Heureusement, l'humour, souvent ironique, voire carrément noir, affleure dans certaines scènes. Par exemple, la description des repas (on a une double page dont chaque case décrit un plateau repas différent) renvoie à la gloutonnerie du narrateur, qui se dessine lui-même en cochon qu'en engraisse. Ou alors, l'absurdité de certains règlements, comme celui de devoir toujours demander l'autorisation d'aller aux toilettes, en levant le doigt et en criant "s'il-vous-plaît", entraînant un choeur de "s'il vous plaît" ridicules et hystériques.
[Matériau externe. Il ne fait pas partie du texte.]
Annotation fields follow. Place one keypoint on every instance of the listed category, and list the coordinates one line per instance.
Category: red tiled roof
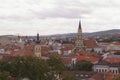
(113, 60)
(91, 43)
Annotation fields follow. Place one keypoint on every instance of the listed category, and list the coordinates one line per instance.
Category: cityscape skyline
(28, 17)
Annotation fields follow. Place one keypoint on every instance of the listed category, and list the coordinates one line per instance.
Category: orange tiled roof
(91, 43)
(113, 60)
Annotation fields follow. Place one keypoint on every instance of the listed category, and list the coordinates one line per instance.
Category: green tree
(4, 75)
(55, 64)
(69, 77)
(29, 67)
(117, 78)
(84, 65)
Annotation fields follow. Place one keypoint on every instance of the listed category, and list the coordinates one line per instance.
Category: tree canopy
(84, 65)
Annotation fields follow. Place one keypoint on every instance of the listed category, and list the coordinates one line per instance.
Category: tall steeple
(37, 47)
(38, 40)
(79, 42)
(79, 24)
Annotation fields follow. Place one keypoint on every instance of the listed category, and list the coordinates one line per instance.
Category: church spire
(79, 24)
(38, 40)
(79, 44)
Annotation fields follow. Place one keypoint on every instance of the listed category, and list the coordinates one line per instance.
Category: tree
(29, 67)
(84, 65)
(69, 77)
(117, 78)
(4, 75)
(55, 64)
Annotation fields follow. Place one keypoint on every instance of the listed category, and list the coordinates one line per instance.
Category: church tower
(37, 47)
(79, 44)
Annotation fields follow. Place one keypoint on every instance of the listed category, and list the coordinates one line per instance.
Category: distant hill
(93, 34)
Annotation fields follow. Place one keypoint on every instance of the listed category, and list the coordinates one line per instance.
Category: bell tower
(79, 44)
(37, 47)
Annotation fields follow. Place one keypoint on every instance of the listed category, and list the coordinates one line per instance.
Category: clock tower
(37, 47)
(79, 44)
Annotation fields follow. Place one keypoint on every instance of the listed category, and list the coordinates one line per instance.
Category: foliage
(33, 68)
(84, 65)
(69, 77)
(29, 67)
(4, 75)
(117, 53)
(56, 64)
(117, 78)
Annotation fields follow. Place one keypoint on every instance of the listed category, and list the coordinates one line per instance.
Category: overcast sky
(28, 17)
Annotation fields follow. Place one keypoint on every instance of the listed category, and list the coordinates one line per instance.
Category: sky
(46, 17)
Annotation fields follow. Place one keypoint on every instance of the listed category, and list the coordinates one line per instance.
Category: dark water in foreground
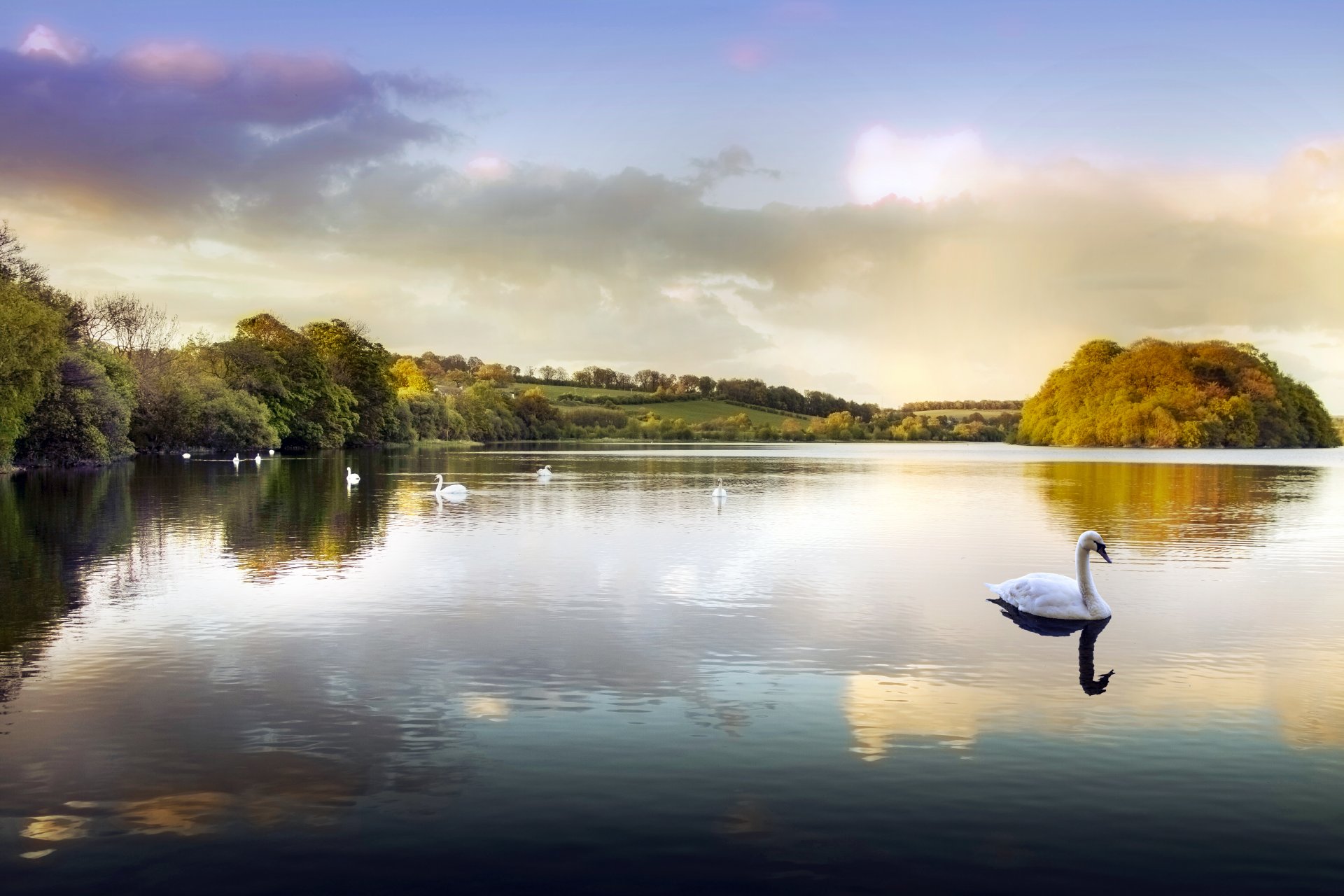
(252, 681)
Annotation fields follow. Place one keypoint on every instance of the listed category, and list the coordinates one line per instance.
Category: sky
(886, 200)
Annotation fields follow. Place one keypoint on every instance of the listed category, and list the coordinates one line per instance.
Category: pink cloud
(185, 64)
(42, 41)
(748, 55)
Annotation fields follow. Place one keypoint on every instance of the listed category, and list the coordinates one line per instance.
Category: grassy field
(961, 413)
(695, 412)
(555, 391)
(704, 410)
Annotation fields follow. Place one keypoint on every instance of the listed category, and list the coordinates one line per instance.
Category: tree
(85, 415)
(187, 406)
(496, 374)
(360, 365)
(648, 381)
(283, 368)
(409, 379)
(14, 266)
(1174, 394)
(31, 347)
(540, 419)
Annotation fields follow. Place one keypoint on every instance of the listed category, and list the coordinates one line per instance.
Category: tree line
(1161, 394)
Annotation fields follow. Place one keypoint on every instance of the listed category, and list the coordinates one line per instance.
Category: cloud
(42, 41)
(733, 162)
(185, 130)
(967, 276)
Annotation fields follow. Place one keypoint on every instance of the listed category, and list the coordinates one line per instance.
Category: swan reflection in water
(1088, 679)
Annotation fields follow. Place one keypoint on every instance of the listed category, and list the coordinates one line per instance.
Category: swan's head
(1089, 540)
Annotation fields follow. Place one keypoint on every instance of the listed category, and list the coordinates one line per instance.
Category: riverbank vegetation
(89, 382)
(1175, 396)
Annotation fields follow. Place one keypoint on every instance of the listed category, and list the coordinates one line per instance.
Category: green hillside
(962, 413)
(695, 412)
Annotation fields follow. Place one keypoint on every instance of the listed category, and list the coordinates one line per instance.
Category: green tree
(283, 368)
(31, 347)
(365, 368)
(1175, 394)
(85, 416)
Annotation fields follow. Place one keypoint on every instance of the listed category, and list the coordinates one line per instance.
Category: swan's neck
(1085, 584)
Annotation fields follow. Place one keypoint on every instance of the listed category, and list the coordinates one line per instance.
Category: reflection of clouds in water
(886, 713)
(1303, 701)
(1208, 511)
(486, 707)
(272, 789)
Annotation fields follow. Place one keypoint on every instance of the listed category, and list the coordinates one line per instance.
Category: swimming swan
(1088, 678)
(452, 488)
(1058, 597)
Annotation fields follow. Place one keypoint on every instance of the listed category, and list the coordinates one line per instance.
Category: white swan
(452, 488)
(1058, 597)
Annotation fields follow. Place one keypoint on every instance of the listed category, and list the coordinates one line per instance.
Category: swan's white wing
(1044, 594)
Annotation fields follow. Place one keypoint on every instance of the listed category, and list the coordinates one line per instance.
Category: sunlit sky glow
(886, 200)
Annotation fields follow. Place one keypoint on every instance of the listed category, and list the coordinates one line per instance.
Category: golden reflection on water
(890, 711)
(1160, 507)
(272, 789)
(1303, 697)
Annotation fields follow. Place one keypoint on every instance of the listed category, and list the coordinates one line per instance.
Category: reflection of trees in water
(55, 523)
(1160, 504)
(52, 524)
(300, 512)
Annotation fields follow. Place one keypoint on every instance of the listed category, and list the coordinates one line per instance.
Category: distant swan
(452, 488)
(1058, 597)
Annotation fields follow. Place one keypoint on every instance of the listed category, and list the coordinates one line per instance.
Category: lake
(254, 680)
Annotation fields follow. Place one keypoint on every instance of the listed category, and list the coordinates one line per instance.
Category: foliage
(31, 347)
(187, 406)
(85, 416)
(1175, 394)
(284, 370)
(362, 367)
(409, 379)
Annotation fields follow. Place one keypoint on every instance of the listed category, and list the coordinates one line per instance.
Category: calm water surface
(253, 680)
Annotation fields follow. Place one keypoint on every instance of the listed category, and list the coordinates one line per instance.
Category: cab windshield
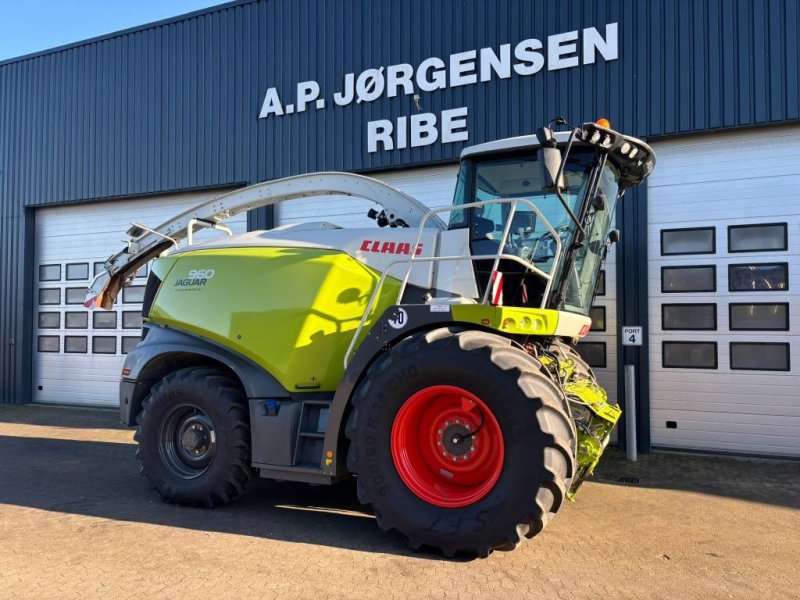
(529, 237)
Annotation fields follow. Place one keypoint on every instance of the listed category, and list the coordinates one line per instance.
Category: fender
(144, 366)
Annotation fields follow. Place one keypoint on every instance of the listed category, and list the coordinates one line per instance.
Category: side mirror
(549, 157)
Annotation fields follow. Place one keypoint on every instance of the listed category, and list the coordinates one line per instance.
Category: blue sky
(32, 25)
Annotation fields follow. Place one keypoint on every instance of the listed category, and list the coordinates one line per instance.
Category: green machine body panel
(293, 311)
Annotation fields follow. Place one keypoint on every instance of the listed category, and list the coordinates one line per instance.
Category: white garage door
(724, 250)
(78, 353)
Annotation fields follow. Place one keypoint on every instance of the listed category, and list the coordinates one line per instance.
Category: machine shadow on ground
(100, 479)
(87, 475)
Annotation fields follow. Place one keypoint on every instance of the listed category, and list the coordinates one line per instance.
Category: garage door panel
(90, 233)
(721, 181)
(701, 440)
(432, 186)
(729, 420)
(721, 404)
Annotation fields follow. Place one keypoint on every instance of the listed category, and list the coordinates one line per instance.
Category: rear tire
(446, 509)
(194, 438)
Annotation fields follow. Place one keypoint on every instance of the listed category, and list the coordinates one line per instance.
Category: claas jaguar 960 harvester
(432, 355)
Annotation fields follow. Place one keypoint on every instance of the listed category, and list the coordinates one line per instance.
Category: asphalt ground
(77, 521)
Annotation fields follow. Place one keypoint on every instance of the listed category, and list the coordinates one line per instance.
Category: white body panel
(715, 181)
(433, 186)
(377, 247)
(89, 233)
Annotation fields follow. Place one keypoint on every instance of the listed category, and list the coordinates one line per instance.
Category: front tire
(411, 414)
(194, 438)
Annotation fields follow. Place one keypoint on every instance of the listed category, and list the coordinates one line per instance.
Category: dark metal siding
(174, 105)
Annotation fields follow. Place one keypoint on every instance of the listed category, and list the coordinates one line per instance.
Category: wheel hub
(457, 440)
(447, 446)
(187, 441)
(195, 439)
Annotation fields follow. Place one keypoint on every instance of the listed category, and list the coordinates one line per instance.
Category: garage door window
(759, 316)
(49, 320)
(598, 315)
(48, 343)
(129, 343)
(757, 238)
(75, 344)
(77, 320)
(102, 344)
(78, 272)
(699, 317)
(695, 240)
(104, 320)
(133, 294)
(593, 353)
(757, 356)
(689, 279)
(759, 277)
(689, 355)
(131, 319)
(75, 295)
(49, 272)
(49, 296)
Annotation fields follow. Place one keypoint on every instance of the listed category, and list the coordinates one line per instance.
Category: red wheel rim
(447, 446)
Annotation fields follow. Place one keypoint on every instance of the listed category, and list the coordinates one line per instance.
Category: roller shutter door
(78, 353)
(724, 309)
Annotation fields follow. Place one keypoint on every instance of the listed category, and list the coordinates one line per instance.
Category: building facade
(138, 125)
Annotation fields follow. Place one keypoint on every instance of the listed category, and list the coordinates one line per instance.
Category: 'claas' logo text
(379, 247)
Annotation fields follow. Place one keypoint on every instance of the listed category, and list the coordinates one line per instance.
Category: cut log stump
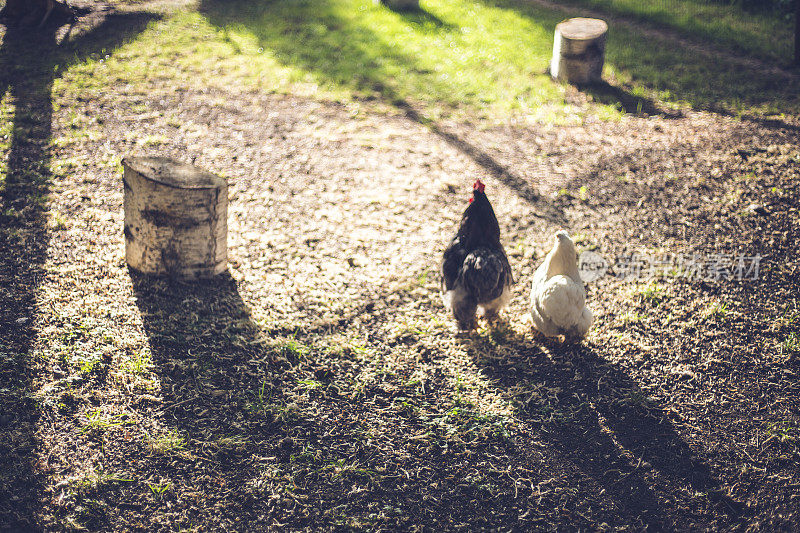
(402, 5)
(176, 218)
(579, 50)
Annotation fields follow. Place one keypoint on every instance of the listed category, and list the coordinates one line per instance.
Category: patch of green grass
(99, 420)
(159, 489)
(651, 293)
(166, 443)
(767, 34)
(716, 309)
(139, 362)
(630, 317)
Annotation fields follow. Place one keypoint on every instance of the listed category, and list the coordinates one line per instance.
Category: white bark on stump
(402, 5)
(176, 218)
(579, 50)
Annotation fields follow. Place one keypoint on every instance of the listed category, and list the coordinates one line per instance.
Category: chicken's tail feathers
(485, 274)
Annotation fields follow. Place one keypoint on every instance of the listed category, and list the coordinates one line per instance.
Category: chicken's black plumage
(475, 269)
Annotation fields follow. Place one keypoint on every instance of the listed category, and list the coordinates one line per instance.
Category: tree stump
(176, 218)
(579, 50)
(402, 5)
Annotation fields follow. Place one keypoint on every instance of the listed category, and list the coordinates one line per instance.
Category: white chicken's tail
(558, 307)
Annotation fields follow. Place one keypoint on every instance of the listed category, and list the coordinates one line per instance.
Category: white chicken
(558, 298)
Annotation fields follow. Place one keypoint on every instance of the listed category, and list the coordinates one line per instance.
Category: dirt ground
(321, 384)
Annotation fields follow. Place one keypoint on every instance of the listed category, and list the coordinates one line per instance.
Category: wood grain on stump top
(582, 28)
(174, 173)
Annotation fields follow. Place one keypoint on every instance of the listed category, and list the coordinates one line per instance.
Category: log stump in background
(176, 218)
(579, 50)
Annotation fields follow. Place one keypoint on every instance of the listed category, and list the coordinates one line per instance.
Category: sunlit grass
(487, 58)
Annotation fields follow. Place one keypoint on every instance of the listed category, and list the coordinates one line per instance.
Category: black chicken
(476, 276)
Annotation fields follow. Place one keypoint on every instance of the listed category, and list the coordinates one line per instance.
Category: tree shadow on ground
(362, 60)
(605, 93)
(30, 61)
(622, 450)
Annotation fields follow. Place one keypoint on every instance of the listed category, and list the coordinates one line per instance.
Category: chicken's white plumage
(558, 298)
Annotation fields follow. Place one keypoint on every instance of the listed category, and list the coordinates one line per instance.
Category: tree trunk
(579, 50)
(35, 12)
(176, 218)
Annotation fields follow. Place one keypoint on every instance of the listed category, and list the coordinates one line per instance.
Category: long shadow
(362, 60)
(30, 61)
(606, 93)
(603, 424)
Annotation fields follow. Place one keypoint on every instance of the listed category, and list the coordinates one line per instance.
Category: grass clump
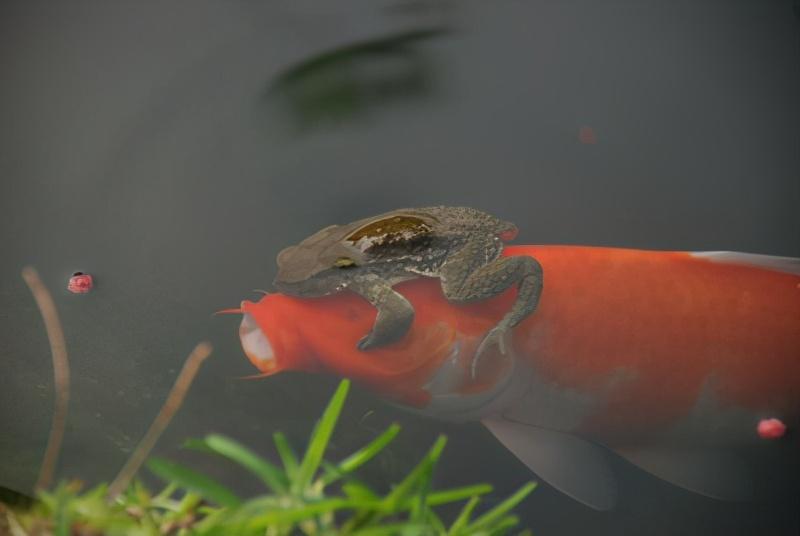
(304, 495)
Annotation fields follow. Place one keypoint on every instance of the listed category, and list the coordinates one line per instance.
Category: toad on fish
(459, 245)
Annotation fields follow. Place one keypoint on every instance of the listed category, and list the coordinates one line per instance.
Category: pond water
(172, 150)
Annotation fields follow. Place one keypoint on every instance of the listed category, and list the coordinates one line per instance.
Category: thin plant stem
(172, 404)
(58, 349)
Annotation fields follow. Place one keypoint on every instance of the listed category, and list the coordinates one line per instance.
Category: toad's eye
(344, 262)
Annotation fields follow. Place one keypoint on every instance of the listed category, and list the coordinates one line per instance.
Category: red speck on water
(587, 136)
(80, 283)
(771, 428)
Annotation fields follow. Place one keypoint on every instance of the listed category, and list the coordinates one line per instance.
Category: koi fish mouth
(256, 345)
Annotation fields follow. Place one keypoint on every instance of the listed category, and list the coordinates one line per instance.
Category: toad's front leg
(395, 313)
(467, 277)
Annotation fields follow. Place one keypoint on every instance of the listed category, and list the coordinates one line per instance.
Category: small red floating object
(587, 136)
(80, 283)
(771, 428)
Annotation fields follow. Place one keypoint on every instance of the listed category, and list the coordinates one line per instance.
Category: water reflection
(353, 80)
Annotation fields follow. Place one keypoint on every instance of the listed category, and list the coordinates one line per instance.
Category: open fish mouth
(256, 345)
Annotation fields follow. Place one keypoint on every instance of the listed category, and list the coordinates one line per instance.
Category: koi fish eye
(344, 262)
(255, 343)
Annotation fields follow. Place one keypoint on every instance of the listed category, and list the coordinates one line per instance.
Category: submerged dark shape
(347, 81)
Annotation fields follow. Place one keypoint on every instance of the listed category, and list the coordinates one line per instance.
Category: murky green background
(167, 149)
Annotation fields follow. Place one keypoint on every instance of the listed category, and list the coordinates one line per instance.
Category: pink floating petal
(587, 136)
(80, 283)
(771, 428)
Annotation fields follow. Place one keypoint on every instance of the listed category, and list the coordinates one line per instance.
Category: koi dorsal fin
(789, 265)
(570, 464)
(720, 475)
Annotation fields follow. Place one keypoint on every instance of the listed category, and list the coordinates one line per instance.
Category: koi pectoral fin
(720, 475)
(572, 465)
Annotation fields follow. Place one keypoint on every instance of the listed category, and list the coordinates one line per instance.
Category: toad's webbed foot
(467, 277)
(395, 313)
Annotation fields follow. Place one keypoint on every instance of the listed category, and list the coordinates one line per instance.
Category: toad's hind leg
(464, 280)
(395, 313)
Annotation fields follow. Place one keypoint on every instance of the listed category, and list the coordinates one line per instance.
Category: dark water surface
(158, 147)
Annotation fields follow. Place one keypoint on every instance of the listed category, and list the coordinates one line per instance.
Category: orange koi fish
(667, 358)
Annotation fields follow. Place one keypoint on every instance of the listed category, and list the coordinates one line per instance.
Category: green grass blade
(358, 492)
(363, 455)
(299, 513)
(319, 439)
(238, 453)
(403, 490)
(191, 480)
(437, 498)
(396, 529)
(503, 525)
(286, 453)
(496, 513)
(463, 516)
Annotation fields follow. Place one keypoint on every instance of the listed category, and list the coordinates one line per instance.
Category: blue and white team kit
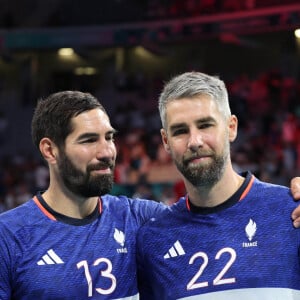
(45, 255)
(244, 249)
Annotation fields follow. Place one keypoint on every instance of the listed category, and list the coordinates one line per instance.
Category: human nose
(195, 140)
(106, 149)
Dans la Prison m'a donc laissé une impression mitigée : j'admire le dessin et l'aspect documentaire, mais je suis troublé par l'absence de révolte personnelle ou de remise en question d'une situation décrite comme normale. J'aurais aussi souhaité en savoir plus sur les détenus, leur passé, leurs pensées. Mais à trop les décrire dans des gestes banals et quotidiens, les individus semblent tous réduits à leurs fonctions organiques, y compris le narrateur. Ce qui ne le rend pas très sympathique. Et j'ai l'impression que c'est une manière pour lui d'éluder toutes les questions qui dérangent. La prison, ce n'est quand même pas qu'une colo pour adultes, surtout au Japon, avec ses règlements humiliants, ou alors je n'ai rien compris?